Bir adı yok. “Barış süreci” filan denildiğinde de kızıyorlar, biliyorsunuz.

“Bu şey” için önce Apo’yu, İmralı’daki cezaevinde ziyaret etmesi için bir heyet oluşturuldu.

Heyet İmralı’ya gitti, giderken onlara bir şeyler söylenmiş olmalı ki Öcalan “yeni paradigmaya katkıda bulunacağını” söyledi.

Tam olarak şöyle:

“Sayın Bahçeli’nin ve Sayın Erdoğan’ın güç verdiği yeni paradigmaya, ben de pozitif anlamda gerekli katkıyı sunacak ehil ve kararlılığa sahibim. Gereken pozitif adımı atmaya ve çağrıyı yapmaya hazırım.”

İmralı ziyaretçi heyeti, bu mesajı getirdikten sonra TBMM’deki parti gruplarını ziyaret ettiler.

Bunu “bir acı kahvenizi içmeye geldik” diye yapmamış olmalılar.

Mantıken Apo ile konuştukları “yeni paradigma” ile ilgili bir şeyler anlatmış olmalılar ki görüştükleri partilerin yöneticileri “bize niye geldiniz” demediler, “barış için” onlar da hevesli göründüler.

Bununla da yetinilmedi hapiste çürüsün diye haklarında suçlar uydurulan Selahattin Demirtaş ve Figen Yüksekdağ ile de görüştüler. Birincide dekor Edirne Cezaevi idi, ikincisinde Kandıra cezaevi. Onlar da “barış için” ellerinden geleni yapmaya hazırlarmış.

Heyet şimdi “hava muhalefeti olmazsa” yeniden İmralı’ya gidecek, “yeni paradigma” her neyse onunla ilgili siyasi parti temsilcilerinin ve iki hapishane sakininin görüşlerini Apo’ya aktaracaklar.

Apo muhtemelen yeni bir mesaj yollayacak, sonra haydi bir tur daha!

Kafam da işte tam bu noktada karışıyor:

Cumhurbaşkanı’nın “bu” dediği “şey”, kendi ifadesiyle “Kürt kardeşlerimizi ilgilendirmeyen” ve fakat “sadece terör örgütünün tasfiye edilmesiyle sınırlı bir husus” ise İmralı heyeti siyasi parti temsilcilerine ne anlattı?

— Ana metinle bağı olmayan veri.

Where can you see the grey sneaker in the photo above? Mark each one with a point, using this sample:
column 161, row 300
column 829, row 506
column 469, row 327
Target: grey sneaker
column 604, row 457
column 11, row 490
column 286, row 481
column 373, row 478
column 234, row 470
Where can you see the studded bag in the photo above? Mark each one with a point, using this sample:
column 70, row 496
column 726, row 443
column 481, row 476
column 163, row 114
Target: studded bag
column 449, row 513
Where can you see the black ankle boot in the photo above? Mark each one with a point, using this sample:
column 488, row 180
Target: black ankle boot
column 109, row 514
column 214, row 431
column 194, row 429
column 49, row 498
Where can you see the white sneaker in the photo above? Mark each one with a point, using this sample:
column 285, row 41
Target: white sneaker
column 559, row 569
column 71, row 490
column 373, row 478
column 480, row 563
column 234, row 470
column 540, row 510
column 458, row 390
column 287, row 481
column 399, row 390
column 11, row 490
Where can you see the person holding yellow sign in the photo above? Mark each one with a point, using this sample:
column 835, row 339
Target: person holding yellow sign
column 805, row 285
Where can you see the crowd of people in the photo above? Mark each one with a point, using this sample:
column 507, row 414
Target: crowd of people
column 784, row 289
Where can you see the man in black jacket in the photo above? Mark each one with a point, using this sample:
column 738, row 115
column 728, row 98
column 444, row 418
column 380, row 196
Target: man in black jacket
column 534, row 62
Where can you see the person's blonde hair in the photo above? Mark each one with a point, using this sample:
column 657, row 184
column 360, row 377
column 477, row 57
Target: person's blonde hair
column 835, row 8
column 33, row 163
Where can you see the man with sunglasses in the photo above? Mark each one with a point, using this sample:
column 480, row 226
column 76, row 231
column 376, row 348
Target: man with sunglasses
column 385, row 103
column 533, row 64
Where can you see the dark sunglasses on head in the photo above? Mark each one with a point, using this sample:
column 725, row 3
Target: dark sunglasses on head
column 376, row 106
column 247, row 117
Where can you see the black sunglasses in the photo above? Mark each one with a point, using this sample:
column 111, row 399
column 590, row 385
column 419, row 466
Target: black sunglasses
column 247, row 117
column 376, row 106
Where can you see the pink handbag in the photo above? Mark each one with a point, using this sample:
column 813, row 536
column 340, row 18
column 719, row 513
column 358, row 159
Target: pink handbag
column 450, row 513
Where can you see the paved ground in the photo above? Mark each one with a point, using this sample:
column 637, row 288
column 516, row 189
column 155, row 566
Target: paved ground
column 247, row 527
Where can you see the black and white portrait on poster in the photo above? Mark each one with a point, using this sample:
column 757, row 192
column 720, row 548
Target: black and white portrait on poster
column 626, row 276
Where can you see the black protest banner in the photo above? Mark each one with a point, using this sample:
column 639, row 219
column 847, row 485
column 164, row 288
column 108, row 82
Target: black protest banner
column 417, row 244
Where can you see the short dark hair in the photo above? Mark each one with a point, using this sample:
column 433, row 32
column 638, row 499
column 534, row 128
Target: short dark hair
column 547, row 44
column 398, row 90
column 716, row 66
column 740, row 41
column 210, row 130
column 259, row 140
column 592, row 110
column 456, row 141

Apo’nun sözleriyle “Sayın Bahçeli’nin ve Sayın Erdoğan’ın güç verdiği yeni paradigma”, Cumhurbaşkanı’nın Diyarbakır’da açıkladığı gibi “sadece terör örgütünün tasfiye edilmesiyle sınırlı bir husus” ise TBMM’de grubu olan partiler ile konunun ne alakası var?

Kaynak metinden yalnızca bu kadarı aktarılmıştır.